Mercenary pilots are hardly new to Libya. In early 2015, the Libya Dawn Air Force — the main aerial rival of Haftar’s own Libyan National Army Air Force — paid the Ukrainian companies Glissada and Amber Tiger and the Jordan-based Caravana Middle East to find suitable pilots for its tiny fleet of fighters and helicopters.
Three mercenary pilots flew Libya Dawn Mirage F.1 fighters from Misrata air base between June 2015 and July 2016. One of them refused to bomb LNA troops and was forced to leave Libya. One other carried out several air strikes. A third pilot died when his Mirage crashed in Sirte in June 2016 — possibly after being struck by enemy fire.
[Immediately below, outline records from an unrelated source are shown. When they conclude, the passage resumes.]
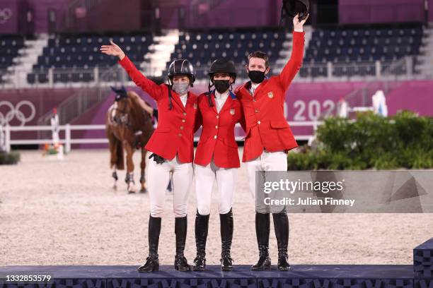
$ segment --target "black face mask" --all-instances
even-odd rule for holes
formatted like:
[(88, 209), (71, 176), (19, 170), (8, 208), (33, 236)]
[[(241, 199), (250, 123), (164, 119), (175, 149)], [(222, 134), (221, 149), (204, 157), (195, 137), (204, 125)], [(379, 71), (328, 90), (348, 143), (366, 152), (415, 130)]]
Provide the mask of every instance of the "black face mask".
[(261, 83), (265, 80), (265, 72), (258, 70), (250, 70), (248, 71), (248, 77), (253, 83)]
[(214, 85), (219, 93), (224, 93), (230, 88), (229, 80), (214, 80)]

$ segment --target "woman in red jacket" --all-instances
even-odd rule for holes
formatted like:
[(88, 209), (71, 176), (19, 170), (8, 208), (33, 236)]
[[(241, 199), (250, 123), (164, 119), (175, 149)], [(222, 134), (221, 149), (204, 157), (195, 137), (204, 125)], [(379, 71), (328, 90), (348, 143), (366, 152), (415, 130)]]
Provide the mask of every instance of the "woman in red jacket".
[(188, 92), (195, 80), (192, 66), (187, 60), (175, 60), (168, 68), (169, 85), (158, 85), (143, 76), (112, 42), (103, 45), (101, 52), (117, 56), (119, 64), (132, 80), (156, 101), (158, 122), (156, 130), (146, 145), (153, 152), (148, 168), (148, 189), (151, 212), (149, 221), (149, 257), (139, 272), (159, 269), (158, 244), (166, 188), (173, 173), (173, 210), (176, 254), (175, 269), (190, 271), (183, 255), (187, 233), (187, 203), (192, 181), (194, 125), (197, 110), (197, 95)]
[[(236, 78), (234, 64), (224, 59), (216, 60), (211, 65), (209, 76), (209, 92), (199, 96), (200, 114), (196, 123), (196, 128), (202, 125), (203, 129), (194, 160), (197, 210), (195, 217), (197, 257), (193, 270), (202, 271), (206, 268), (211, 194), (216, 180), (221, 222), (221, 268), (223, 271), (229, 271), (233, 262), (230, 256), (233, 237), (231, 205), (240, 166), (234, 127), (236, 123), (243, 123), (243, 114), (241, 103), (230, 90)], [(215, 86), (213, 91), (210, 91), (212, 85)]]

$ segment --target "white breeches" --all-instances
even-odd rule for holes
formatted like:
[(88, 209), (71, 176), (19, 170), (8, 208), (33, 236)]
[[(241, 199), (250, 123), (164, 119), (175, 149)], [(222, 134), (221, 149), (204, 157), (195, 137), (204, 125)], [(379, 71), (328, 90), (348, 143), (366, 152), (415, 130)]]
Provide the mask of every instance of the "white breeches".
[(195, 165), (195, 193), (199, 214), (210, 214), (212, 186), (215, 179), (218, 186), (218, 207), (220, 214), (226, 214), (233, 205), (238, 168), (221, 168), (212, 160), (207, 166)]
[(192, 164), (182, 163), (175, 157), (162, 164), (157, 164), (153, 159), (149, 162), (147, 188), (152, 217), (162, 217), (166, 190), (171, 174), (175, 217), (182, 217), (187, 215), (188, 196), (192, 182)]

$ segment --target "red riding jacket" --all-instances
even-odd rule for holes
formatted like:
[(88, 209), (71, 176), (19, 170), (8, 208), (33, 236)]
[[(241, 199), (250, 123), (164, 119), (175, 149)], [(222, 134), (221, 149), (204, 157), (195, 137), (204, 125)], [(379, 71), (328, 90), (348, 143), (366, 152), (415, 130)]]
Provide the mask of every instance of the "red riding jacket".
[(234, 127), (239, 122), (245, 129), (241, 103), (235, 95), (230, 92), (218, 113), (214, 92), (212, 92), (210, 97), (214, 104), (212, 107), (207, 93), (199, 96), (196, 129), (200, 126), (203, 126), (203, 129), (195, 151), (194, 163), (206, 166), (213, 157), (215, 164), (219, 167), (239, 167), (239, 154), (234, 137)]
[(131, 79), (156, 101), (158, 127), (149, 139), (146, 149), (162, 157), (171, 160), (176, 155), (183, 163), (194, 159), (194, 124), (197, 111), (197, 96), (188, 92), (184, 107), (179, 95), (171, 91), (172, 109), (170, 110), (168, 88), (146, 78), (125, 56), (119, 64), (126, 70)]
[(302, 65), (304, 32), (293, 32), (290, 60), (281, 73), (265, 79), (251, 95), (251, 82), (235, 90), (242, 104), (246, 121), (246, 136), (243, 162), (259, 157), (264, 149), (270, 152), (285, 150), (298, 146), (284, 114), (286, 90)]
The Tobruk government also employs for-profit pilots — specifically, transport crews form companies including Moldovan firm Sky Prim Air. The Moldovan company has ties to Emirati operator Oscar Jet, which also regularly flies to Libya. On Sept. 15, 2016, the Sky Prim Air Il-18D with the serial number ER-ICS flew from Tobruk to Zintan, transporting participants to the Nalut Reconciliation Conference.
On Nov. 25, 2016, the same Il-18D flew from Tobruk to Benina air base loaded with equipment and, supposedly, medical supplies for hospitals and clinics in and around Benghazi. According to the LNA, the consignment of medicine and health equipment had arrived the day before at Tobruk on a flight from Germany.
At top — an Il-76 from Moldovan company Sky Prim Air company at Birak Al Shati on the night of Dec. 13, 2016. Middle — an Il-18D from Sky Prim Air at Zintan on Jan. 1, 2017 with Libyan military officers on board following their graduation in Jordan. Bottom — an Il-76TD from Oscar Jet transporting a delegation from Benina to Brak Al Shati. Photos via the author
On Dec. 10, 2016, a foreign transport pilot wearing the inscription “Cargo Air Company” on the right shoulder of his uniform was spotted at Ras Lanuf, an LNA air base. The sighting came just a few days after various armed groups including Saraya Defend Benghazi and Petroleum Facilities Guard attacked LNA facilities in Libya’s Oil Crescent. The LNA repulsed the assault with a devastating series of air raids.
Cargo Air Company may, at the very least, be involved in transporting oil workers. On Dec. 12, the LNA deployed SA-9 air-defense systems to the Oil Crescent. Someone had to fly them there — and it probably wasn’t the LNA itself, as Haftar’s army lacks large cargo planes of its own.
Following the LNA’s capture of Brak Al Shati air base on Dec. 11, 2016, the Oscar Jet Il-76TD with the serial number ER-IAX transported a delegation from Benina to Brak Al Shati. Two days later, another Il-76 from Sky Prim Air landed by night at the same air base with an unknown shipment.
On Dec. 15, 2016, the Sky Prim Air Il-18D hauled 60 million dinars from Libya’s central bank to Birak Al Shati. The same aircraft landed at Zintan on Jan. 1, 2017 with Libyan military officers on board. The officers had recently graduated from training in Jordan.
The recent meeting between Haftar and Russian defense minister Sergey Shoygu on board the Russian aircraft carrier Admiral Kuzentsov off the Libyan coast suggests escalating foreign assistance for the LNA. Prince’s pilots in their Air Tractor bombers might have a lot of company.